Bonaïti-Pellié C, Andrieu N, Arveux P, Bonadona V, Buecher B, Delpech M, Jolly D, Julian-Reynier C, Luporsi E, Noguès C, Nowak F, Olschwang S, Orsi F, Pujol P, Saurin J-C, Sinilnikova O, Stoppa-Lyonnet D, Thépot F
Inserm, U535, Villejuif, France.
Bull Cancer. 2009 Sep;96(9):875-900. doi: 10.1684/bdc.2009.0943.
Organised since 1990 in France, cancer genetics has been strengthened since 2003 by the programme "Plan Cancer" which resulted in an improvement of the organisation of activities. The aim of this review is to present an update of the estimation of the needs of the population in this field for the next ten years, provided by a group of experts mandated by the French National Cancer Institute.

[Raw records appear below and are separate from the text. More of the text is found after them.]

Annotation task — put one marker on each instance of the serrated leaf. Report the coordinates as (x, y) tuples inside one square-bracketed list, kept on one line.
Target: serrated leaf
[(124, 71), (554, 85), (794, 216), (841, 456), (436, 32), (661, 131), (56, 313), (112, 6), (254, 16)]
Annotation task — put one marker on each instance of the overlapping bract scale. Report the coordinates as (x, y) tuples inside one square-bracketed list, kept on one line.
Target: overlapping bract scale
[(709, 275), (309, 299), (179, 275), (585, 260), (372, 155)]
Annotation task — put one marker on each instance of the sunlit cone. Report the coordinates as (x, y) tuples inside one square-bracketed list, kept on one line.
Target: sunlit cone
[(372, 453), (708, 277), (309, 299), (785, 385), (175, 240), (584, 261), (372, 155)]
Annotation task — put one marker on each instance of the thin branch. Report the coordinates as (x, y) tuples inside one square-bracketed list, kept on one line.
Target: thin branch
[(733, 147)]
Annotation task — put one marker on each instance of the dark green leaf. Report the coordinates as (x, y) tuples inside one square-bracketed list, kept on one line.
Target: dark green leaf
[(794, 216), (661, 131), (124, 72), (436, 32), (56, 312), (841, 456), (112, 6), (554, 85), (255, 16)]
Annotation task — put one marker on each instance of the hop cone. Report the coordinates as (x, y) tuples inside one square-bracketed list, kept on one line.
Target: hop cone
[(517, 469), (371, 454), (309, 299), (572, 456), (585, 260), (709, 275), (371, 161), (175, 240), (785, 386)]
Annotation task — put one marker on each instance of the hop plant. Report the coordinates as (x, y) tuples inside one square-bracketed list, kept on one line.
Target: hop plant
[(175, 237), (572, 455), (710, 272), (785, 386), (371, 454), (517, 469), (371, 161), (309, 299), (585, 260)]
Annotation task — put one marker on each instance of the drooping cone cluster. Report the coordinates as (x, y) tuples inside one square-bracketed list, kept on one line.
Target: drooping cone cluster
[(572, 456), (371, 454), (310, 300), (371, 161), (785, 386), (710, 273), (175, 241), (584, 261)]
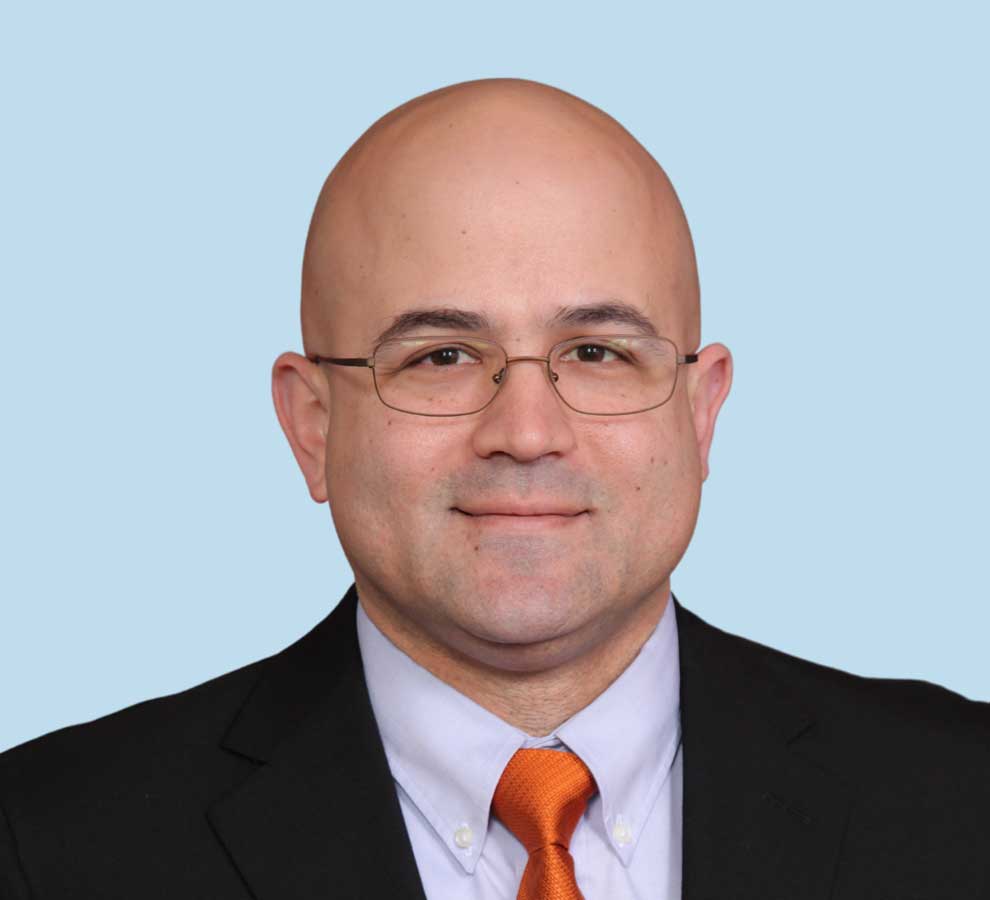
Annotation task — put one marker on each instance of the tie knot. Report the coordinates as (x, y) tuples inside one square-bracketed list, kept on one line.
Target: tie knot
[(542, 795)]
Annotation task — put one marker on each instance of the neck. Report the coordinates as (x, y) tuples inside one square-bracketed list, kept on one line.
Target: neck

Identification and management of major hereditary predispositions to cancer have a major impact on decrease in mortality and incidence. Sensitivity of criteria for the detection of BRCA1/2 mutations could be substantially improved by enlarging the indication for genetic testing to isolated cases of ovarian cancer occurring before 70 years and to familial cases occurring after this age limit. In the Lynch syndrome, the present criteria would have an excellent sensitivity for the detection of mutations in the mismatch repair (MMR) genes if the pre-screening of tumours on microsatellite instability (MSI) phenotype was effective, but these criteria are actually poorly applied. However, genetic testing should not be proposed to all the patients affected by tumours belonging to the spectrum of major predispositions and a fortiori to unaffected persons unless an affected relative has been identified as a carrier. The prescription of tests should continue to be strictly controlled and organised, in patients as well as in at-risk relatives. The enlargement of criteria and the improvement in the spreading of recommendations should result in an increase of genetic counselling activity and of the prescriptions of tests by a factor 2 to 4, and to a lesser extent in the clinical management of at risk persons. In a near future, it appears important to mandate experts on specific issues such as the determinants of the lack of effective application of tumour screening for MSI phenotype, the recommendations for the identification and the management of MYH-associated polyposis, or the predictive value of tumour characteristics for the identification of BRCA1/2 mutations. The expected increase in cancer genetics activity will need an optimal organisation to increase the throughput. Such measures will help in facing up to new predispositions that will probably be identified in common cancers.
癌症遗传学自1990年起在法国开展组织工作,自2003年起通过“癌症计划”项目得到加强,该项目使活动组织得到改善。本综述的目的是介绍由法国国家癌症研究所委托的一组专家提供的对该领域未来十年人群需求估计的最新情况。癌症主要遗传易感性的识别和管理对降低死亡率和发病率有重大影响。通过将基因检测的指征扩大到70岁之前发生的孤立性卵巢癌病例以及该年龄限制之后发生的家族性病例,可大幅提高检测BRCA1/2突变标准的敏感性。在林奇综合征中,如果对微卫星不稳定性(MSI)表型的肿瘤进行预筛查有效,那么目前的标准对检测错配修复(MMR)基因突变将具有出色的敏感性,但实际上这些标准应用不佳。然而,除非已确定有患病亲属为携带者,否则不应向所有受主要易感性范围内肿瘤影响的患者,更不应向未患病者提议进行基因检测。检测的开具应继续在患者及其高危亲属中受到严格控制和组织。标准的扩大以及建议传播的改善应会使遗传咨询活动和检测开具增加2至4倍,对高危人群的临床管理影响较小。在不久的将来,指定专家处理特定问题似乎很重要,例如MSI表型肿瘤筛查缺乏有效应用的决定因素、MYH相关息肉病的识别和管理建议,或肿瘤特征对BRCA1/2突变识别的预测价值。癌症遗传学活动预期的增加将需要优化组织以提高通量。这些措施将有助于应对可能在常见癌症中发现的新的易感性。